I would recommend reading Advances in Financial Machine Learning: Lecture 10/10 (Presentation Slides) before you take any concrete steps - I have bought his book but much of the information is already available via various blogs and presentations. As for me - there are two key takeaways that I'm using from that book to establish my dataset for ML - one is working with Volume Bars ( it helps that I have access to DTN IQ Feed - where I can bring up volume bars for almost any instrument - I mainly work with Futures though) and the next is his idea of Triple Barrier Method for labelling instances for ML algorithms. I have a version of that labelling criteria implemented (not exactly what he wrote in the book but shares some characteristics with his approach - you can check out https://mlfinlab.readthedocs.io/en/latest/

All the best.

guowei58 · Jun 23, 2020

arbitech said:
GARBAGE IN GARBAGE OUT!

Dude, I am gone to make you saving a lot of time..
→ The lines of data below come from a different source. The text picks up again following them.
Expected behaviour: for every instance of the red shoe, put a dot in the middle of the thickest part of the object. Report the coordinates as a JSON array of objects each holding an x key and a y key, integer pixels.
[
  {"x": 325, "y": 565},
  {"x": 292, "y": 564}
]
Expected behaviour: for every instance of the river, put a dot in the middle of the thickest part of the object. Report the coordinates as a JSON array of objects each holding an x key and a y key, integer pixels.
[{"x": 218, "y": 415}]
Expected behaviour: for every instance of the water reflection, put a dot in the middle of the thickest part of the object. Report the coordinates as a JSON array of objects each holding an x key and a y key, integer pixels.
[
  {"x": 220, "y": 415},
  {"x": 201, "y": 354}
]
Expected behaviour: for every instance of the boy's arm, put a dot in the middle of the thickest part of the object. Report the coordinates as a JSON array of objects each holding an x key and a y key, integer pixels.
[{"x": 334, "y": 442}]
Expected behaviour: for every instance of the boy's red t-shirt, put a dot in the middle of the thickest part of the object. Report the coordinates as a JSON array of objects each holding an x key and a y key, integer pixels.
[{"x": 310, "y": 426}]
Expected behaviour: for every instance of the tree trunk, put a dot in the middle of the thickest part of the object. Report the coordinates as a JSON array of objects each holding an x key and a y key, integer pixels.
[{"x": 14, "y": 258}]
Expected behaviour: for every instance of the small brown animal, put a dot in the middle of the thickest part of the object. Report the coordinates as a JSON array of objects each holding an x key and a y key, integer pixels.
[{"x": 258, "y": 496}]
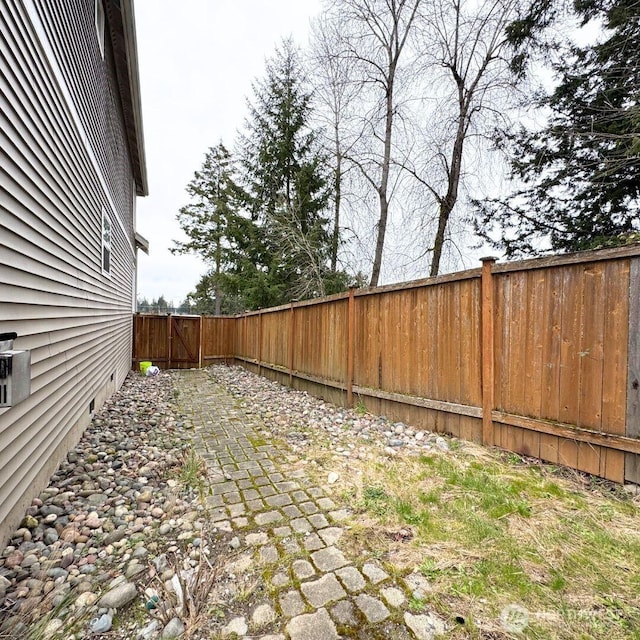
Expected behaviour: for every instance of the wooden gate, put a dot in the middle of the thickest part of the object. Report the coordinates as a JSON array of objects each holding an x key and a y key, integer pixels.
[
  {"x": 170, "y": 342},
  {"x": 184, "y": 340}
]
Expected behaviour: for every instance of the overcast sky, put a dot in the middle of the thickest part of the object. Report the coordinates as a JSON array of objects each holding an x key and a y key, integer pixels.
[{"x": 197, "y": 60}]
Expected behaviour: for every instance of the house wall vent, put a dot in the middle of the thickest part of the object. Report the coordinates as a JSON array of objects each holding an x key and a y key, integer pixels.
[{"x": 15, "y": 372}]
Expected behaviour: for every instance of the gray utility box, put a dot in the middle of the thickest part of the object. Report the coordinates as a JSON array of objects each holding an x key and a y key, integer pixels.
[{"x": 15, "y": 377}]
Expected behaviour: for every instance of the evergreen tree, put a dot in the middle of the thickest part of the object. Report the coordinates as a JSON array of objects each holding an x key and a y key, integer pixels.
[
  {"x": 285, "y": 175},
  {"x": 580, "y": 173},
  {"x": 214, "y": 223}
]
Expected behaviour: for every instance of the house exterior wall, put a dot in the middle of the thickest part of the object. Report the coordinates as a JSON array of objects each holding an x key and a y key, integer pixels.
[{"x": 64, "y": 161}]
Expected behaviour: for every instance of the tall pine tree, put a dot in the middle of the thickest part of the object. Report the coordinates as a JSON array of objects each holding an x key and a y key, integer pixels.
[
  {"x": 580, "y": 173},
  {"x": 286, "y": 178},
  {"x": 217, "y": 230}
]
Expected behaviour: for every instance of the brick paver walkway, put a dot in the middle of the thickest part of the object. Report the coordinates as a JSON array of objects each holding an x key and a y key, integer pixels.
[{"x": 292, "y": 526}]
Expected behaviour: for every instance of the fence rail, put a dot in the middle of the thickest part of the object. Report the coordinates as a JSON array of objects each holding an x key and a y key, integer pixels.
[{"x": 539, "y": 357}]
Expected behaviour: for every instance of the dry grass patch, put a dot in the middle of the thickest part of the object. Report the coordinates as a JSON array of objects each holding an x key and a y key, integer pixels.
[{"x": 488, "y": 531}]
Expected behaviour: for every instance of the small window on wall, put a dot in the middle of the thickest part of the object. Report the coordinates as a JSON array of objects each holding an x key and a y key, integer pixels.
[
  {"x": 106, "y": 243},
  {"x": 100, "y": 25}
]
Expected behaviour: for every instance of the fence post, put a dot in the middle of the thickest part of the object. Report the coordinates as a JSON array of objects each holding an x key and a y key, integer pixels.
[
  {"x": 169, "y": 340},
  {"x": 350, "y": 345},
  {"x": 260, "y": 342},
  {"x": 632, "y": 429},
  {"x": 487, "y": 351},
  {"x": 200, "y": 331},
  {"x": 292, "y": 328}
]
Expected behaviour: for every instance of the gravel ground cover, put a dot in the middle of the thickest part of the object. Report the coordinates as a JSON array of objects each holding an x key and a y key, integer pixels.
[{"x": 119, "y": 517}]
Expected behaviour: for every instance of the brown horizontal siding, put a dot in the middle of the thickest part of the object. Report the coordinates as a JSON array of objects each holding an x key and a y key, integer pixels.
[{"x": 76, "y": 321}]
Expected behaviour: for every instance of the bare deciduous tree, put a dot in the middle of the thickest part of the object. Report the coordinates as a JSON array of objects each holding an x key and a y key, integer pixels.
[
  {"x": 463, "y": 45},
  {"x": 334, "y": 94},
  {"x": 372, "y": 37}
]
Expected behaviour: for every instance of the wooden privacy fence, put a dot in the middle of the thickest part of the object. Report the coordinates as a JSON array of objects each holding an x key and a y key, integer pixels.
[{"x": 540, "y": 357}]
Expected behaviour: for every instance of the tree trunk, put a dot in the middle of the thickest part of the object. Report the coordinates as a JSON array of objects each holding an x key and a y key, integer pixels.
[
  {"x": 449, "y": 201},
  {"x": 384, "y": 182},
  {"x": 335, "y": 240}
]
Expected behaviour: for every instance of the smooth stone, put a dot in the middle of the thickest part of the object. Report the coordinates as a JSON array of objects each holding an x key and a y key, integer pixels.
[
  {"x": 263, "y": 615},
  {"x": 237, "y": 626},
  {"x": 312, "y": 626},
  {"x": 425, "y": 626},
  {"x": 119, "y": 596},
  {"x": 174, "y": 629}
]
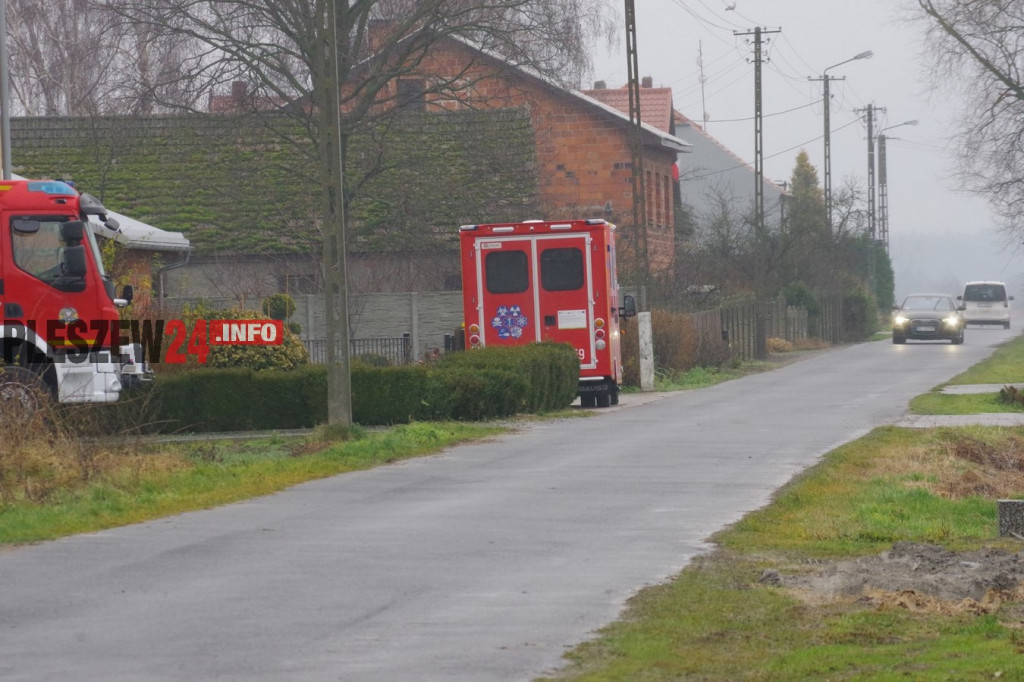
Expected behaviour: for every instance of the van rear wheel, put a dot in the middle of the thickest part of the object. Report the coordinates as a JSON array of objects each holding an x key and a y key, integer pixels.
[{"x": 23, "y": 394}]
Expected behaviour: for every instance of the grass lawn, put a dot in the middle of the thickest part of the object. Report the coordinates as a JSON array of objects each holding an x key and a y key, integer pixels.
[{"x": 721, "y": 620}]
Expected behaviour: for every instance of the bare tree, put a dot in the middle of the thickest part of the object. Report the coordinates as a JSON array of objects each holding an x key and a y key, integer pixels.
[
  {"x": 978, "y": 48},
  {"x": 73, "y": 57}
]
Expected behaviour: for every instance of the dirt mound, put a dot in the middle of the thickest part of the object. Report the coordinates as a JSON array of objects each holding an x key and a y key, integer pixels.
[{"x": 915, "y": 577}]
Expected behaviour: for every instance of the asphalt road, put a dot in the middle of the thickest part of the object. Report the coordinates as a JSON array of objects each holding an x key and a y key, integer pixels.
[{"x": 484, "y": 562}]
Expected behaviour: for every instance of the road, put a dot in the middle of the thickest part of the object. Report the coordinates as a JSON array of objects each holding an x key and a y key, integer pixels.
[{"x": 484, "y": 562}]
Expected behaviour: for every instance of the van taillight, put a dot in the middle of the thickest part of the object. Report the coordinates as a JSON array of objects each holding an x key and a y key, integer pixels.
[{"x": 599, "y": 334}]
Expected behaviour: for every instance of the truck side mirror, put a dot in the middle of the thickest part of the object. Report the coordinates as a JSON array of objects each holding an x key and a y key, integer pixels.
[
  {"x": 629, "y": 307},
  {"x": 74, "y": 261},
  {"x": 73, "y": 231},
  {"x": 127, "y": 295}
]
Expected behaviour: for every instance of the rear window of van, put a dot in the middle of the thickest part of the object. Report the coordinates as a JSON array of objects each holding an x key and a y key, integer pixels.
[{"x": 982, "y": 293}]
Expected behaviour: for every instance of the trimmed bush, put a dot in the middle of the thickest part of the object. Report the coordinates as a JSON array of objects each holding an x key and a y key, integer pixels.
[{"x": 484, "y": 384}]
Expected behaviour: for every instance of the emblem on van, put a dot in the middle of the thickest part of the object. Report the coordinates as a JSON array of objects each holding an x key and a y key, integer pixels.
[{"x": 509, "y": 322}]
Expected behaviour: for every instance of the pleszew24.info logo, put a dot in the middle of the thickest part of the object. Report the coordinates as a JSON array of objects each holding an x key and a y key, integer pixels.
[
  {"x": 81, "y": 338},
  {"x": 206, "y": 333}
]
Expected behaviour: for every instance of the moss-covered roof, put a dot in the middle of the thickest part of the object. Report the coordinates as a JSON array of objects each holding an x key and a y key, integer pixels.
[{"x": 233, "y": 184}]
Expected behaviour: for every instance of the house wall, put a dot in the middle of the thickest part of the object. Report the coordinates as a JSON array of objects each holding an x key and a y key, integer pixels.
[
  {"x": 584, "y": 153},
  {"x": 426, "y": 317},
  {"x": 711, "y": 171}
]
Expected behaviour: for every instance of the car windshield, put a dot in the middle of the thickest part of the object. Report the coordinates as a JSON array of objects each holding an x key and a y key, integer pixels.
[
  {"x": 928, "y": 303},
  {"x": 981, "y": 293}
]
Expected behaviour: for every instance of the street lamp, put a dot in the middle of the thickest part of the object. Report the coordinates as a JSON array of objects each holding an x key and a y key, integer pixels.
[
  {"x": 825, "y": 78},
  {"x": 884, "y": 184}
]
If you are able to find the good features, inputs, you ou even will not need ml!

I spent last year on ml... it’s just a piece of shit...
From dqn to lstm...
Majority of quant articles are just charlatans....except maybe for microstructure alpha... but with the bid ask don’t even think to try to catch this alpha.

All things Being equals.. on less than 2-3 minutes it’s possible to forecast price variation with around 70pc accuracy and a bit moore...just with linear statistics. Of course you can add your so loved ml, but it will just be like the cherry on the cake.

i am à java Guy, but i switched to python for ml... dev is much much Moore faster despite python being an awful language...

my biggest deception is may be on deep reinforcement learning...despite looking promising...

that being said, if someone has found something working on ml for tf above 30 minutes... please let me know...
More...

agreed. linear regression is powerful and generalized enough to work well in most cases.

user1 · Jun 24, 2020

Girija - Thank you very much!
traider - Thanks for the input.
Traderesque - A great Great thank you!
Snuskpelle - Thank you
kmiklas - Thank you
zenlot - Thank you very educational.
arbitech - Thank you
guowei58 - Thank you

As for choice of language, it's really agnostic. This is not HFT.

931 · Jul 15, 2020

arbitech said:
GARBAGE IN GARBAGE OUT!
More...

Garbage is actually gold at beginning in order to develop strong data filtering algo.
I found plenty of "market inefficiency's" when using "garbage" data.
Its tedious part to make those data filters.

arbitech said:
on less than 2-3 minutes it’s possible to forecast price variation with around 70pc accuracy and a bit moore...just with linear statistics.
More...

Without considering spread probably...

931 · Jul 15, 2020

Dont implement what gets taught at UNIs, what is hyped up etc, too many people already tested those...
If too many do , no advantage , zero sum game.